Mirande indica un vassoio pieno di mele e pesche. ― Questa frutta domani andrà a male e noi non riusciremo a consumarla tutta stasera. Cosa ne farete?
― La butteremo via come sempre.
― Stavolta no. Da oggi in poi il cibo avanzato verrà distribuito tra i poveri della capitale. L'inverno è stato molto duro e ho sentito dire che molte persone non hanno di che sfamarsi.
― Darò io stessa l'ordine ― dice Gwenola ritirandosi.
― Un gesto nobile ― dice Philip. ― Degno di una vera regina.
Leonida rivolge alla moglie un sorriso. ― È uno dei motivi per cui l'ho sposata.
Mirande ricambia il sorriso.
Vortiger emette un sospiro rassegnato.
Leonida si volta verso di lui, spazientito. ― Volete dire qualcosa?
Vortiger si mostra sorpreso. ― Io? Cos'altro posso aggiungere, vostra Maestà? La regina ha deciso di regalare il cibo. Domani cosa regalerà ai poveri che affollano le vie della capitale? Oro? Gioielli? Perché non un titolo nobiliare come volete fare con quel mercante?
Mirande gli rivolge un'occhiataccia. ― Non c'è alcun bisogno di essere sarcastico, lord Vortiger. L'oro e i gioielli non si mangiano.
― Se volete sapere la verità ― dice Vortiger stizzito. ― I campi di Lyonesse non possono produrre cibo per tutti. Non ne avrete mai abbastanza per sfamare i poveri della capitale.
― Non è un buon motivo per buttarlo via ― risponde Mirande.
― Lo è, se vogliamo averne abbastanza per noi.

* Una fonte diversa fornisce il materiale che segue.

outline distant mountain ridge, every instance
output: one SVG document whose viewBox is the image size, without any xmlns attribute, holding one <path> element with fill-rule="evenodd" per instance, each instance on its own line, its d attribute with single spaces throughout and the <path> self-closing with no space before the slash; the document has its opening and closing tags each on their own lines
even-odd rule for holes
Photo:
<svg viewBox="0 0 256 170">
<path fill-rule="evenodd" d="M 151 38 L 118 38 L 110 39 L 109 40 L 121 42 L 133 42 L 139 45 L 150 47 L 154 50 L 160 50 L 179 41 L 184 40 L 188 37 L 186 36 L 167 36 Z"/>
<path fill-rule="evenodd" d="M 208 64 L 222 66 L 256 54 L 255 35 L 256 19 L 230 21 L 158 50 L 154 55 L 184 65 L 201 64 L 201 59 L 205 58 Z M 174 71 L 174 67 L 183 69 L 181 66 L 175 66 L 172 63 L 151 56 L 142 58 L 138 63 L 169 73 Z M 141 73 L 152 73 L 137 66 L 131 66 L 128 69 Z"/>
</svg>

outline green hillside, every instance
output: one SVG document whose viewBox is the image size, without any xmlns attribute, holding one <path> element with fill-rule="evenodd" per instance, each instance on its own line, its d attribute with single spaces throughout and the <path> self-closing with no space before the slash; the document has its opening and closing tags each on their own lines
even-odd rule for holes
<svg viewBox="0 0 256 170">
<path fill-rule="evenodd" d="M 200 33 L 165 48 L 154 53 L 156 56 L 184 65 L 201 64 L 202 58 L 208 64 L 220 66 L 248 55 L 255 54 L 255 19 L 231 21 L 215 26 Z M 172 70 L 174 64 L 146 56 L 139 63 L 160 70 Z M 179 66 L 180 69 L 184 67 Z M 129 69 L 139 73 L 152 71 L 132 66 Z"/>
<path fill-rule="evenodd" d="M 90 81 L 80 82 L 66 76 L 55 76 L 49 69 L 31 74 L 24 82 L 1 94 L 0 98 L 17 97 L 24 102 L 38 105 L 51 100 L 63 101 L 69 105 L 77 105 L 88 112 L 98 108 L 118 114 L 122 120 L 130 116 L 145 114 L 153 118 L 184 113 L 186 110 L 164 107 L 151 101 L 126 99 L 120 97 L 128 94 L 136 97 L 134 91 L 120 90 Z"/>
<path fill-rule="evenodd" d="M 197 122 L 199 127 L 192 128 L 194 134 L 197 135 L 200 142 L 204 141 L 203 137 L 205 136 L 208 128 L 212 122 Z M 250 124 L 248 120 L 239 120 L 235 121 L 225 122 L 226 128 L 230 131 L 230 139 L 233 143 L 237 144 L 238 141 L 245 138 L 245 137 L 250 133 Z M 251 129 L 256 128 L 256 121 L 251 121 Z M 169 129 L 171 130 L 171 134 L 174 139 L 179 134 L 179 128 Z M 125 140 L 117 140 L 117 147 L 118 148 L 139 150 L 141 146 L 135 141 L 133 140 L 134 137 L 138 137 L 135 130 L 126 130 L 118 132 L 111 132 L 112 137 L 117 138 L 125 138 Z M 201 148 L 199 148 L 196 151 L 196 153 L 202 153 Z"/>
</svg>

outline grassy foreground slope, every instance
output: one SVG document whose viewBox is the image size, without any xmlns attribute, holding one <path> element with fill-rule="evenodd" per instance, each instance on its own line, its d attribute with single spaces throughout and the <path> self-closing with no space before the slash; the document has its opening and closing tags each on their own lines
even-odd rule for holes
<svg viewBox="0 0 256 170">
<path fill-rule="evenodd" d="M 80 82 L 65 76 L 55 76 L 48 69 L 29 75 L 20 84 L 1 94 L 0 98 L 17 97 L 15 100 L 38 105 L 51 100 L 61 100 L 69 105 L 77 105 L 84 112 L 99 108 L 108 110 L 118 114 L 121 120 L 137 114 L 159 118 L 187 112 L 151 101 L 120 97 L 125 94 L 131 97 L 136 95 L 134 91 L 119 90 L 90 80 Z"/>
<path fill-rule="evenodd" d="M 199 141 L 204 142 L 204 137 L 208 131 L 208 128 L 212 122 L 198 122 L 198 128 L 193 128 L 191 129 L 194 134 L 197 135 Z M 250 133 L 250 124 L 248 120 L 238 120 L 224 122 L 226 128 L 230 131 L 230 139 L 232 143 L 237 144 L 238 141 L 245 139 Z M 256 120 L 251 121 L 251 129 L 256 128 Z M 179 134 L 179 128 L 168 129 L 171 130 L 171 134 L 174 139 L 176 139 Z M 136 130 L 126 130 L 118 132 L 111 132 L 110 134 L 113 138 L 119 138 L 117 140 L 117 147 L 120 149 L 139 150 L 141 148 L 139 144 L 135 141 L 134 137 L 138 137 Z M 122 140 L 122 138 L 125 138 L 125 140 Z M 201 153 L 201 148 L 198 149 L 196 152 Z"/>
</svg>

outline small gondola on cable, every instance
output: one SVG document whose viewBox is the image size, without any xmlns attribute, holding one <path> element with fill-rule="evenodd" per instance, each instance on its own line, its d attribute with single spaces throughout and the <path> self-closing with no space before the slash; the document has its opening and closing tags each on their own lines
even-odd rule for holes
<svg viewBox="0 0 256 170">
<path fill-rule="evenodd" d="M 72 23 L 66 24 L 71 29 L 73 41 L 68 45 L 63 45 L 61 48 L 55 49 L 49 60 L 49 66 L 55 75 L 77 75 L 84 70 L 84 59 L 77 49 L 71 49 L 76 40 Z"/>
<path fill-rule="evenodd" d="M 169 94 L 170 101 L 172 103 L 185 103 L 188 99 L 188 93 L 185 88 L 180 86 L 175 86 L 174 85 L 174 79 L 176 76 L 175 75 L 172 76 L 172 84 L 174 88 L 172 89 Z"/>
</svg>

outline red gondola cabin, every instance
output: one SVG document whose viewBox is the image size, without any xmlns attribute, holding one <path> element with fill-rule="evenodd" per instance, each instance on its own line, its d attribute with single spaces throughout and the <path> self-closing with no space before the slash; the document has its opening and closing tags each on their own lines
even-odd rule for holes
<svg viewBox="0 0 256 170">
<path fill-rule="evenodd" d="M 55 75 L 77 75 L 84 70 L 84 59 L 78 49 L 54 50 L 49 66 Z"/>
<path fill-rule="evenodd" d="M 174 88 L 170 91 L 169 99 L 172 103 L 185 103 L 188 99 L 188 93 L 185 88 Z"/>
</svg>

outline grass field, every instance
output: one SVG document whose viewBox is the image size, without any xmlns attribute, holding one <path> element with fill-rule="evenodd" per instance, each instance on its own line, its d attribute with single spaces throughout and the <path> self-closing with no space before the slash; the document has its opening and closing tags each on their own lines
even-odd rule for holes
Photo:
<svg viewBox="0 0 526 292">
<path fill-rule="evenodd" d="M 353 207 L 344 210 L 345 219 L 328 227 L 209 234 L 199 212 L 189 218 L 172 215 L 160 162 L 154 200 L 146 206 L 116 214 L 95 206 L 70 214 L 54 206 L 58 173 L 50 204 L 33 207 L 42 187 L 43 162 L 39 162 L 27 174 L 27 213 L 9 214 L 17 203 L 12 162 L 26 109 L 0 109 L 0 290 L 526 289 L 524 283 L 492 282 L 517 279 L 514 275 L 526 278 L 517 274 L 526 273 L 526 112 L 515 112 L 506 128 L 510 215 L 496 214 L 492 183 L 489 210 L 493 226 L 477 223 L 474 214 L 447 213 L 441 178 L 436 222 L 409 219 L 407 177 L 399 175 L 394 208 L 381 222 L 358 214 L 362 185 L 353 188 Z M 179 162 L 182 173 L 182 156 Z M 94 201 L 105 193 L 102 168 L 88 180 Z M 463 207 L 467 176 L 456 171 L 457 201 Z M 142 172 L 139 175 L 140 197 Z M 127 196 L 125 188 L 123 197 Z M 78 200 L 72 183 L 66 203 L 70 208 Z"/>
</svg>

― Ma noi non soffriamo la fame.
Vortiger si alza. ― Solo perché io faccio in modo di amministrare con cura il poco che abbiamo.
Leonida gli fa cenno con la mano di sedersi. ― Lord Vortiger, scusatevi con la regina. Adesso.
― Chiedo il vostro perdono, mia regina. ― Vortiger si esibisce in un inchino. ― Col vostro permesso, vorrei ritirarmi nelle mie stanze.
― Accordato ― dice rapido Leonida.
Vortiger lascia la sala con passi veloci e nervosi.
Leonida scuote la testa. ― Deve essere impazzito a parlarti in questo modo ― dice rivolto alla moglie. ― Domani dovrà scusarsi sul serio o se ne pentirà.
― Perché lo tieni ancora con noi? ― domanda Mirande. ― Dicevi di volerlo cacciare dopo che tuo padre lo sorprese a rubare dal tesoro.
― Era solo una piccola somma. E poi mi serve. È un ladro e un bugiardo, ma è abile a far quadrare i conti. Senza di lui il regno sarebbe in bancarotta. ― Leonida batte il pugno sul tavolo facendo sobbalzare bicchieri e posate. ― Ormai passa quasi tutto il tempo nel suo studio a progettare strani marchingegni. Non può fare molti danni.
― Leonida ― dice Philip serio. ― Mirande ha ragione. È un ladro. Devi cacciarlo via. Avalon vi aiuterà a superare questo momento difficile.
Leonida trae un profondo respiro. ― Ci penserò sopra.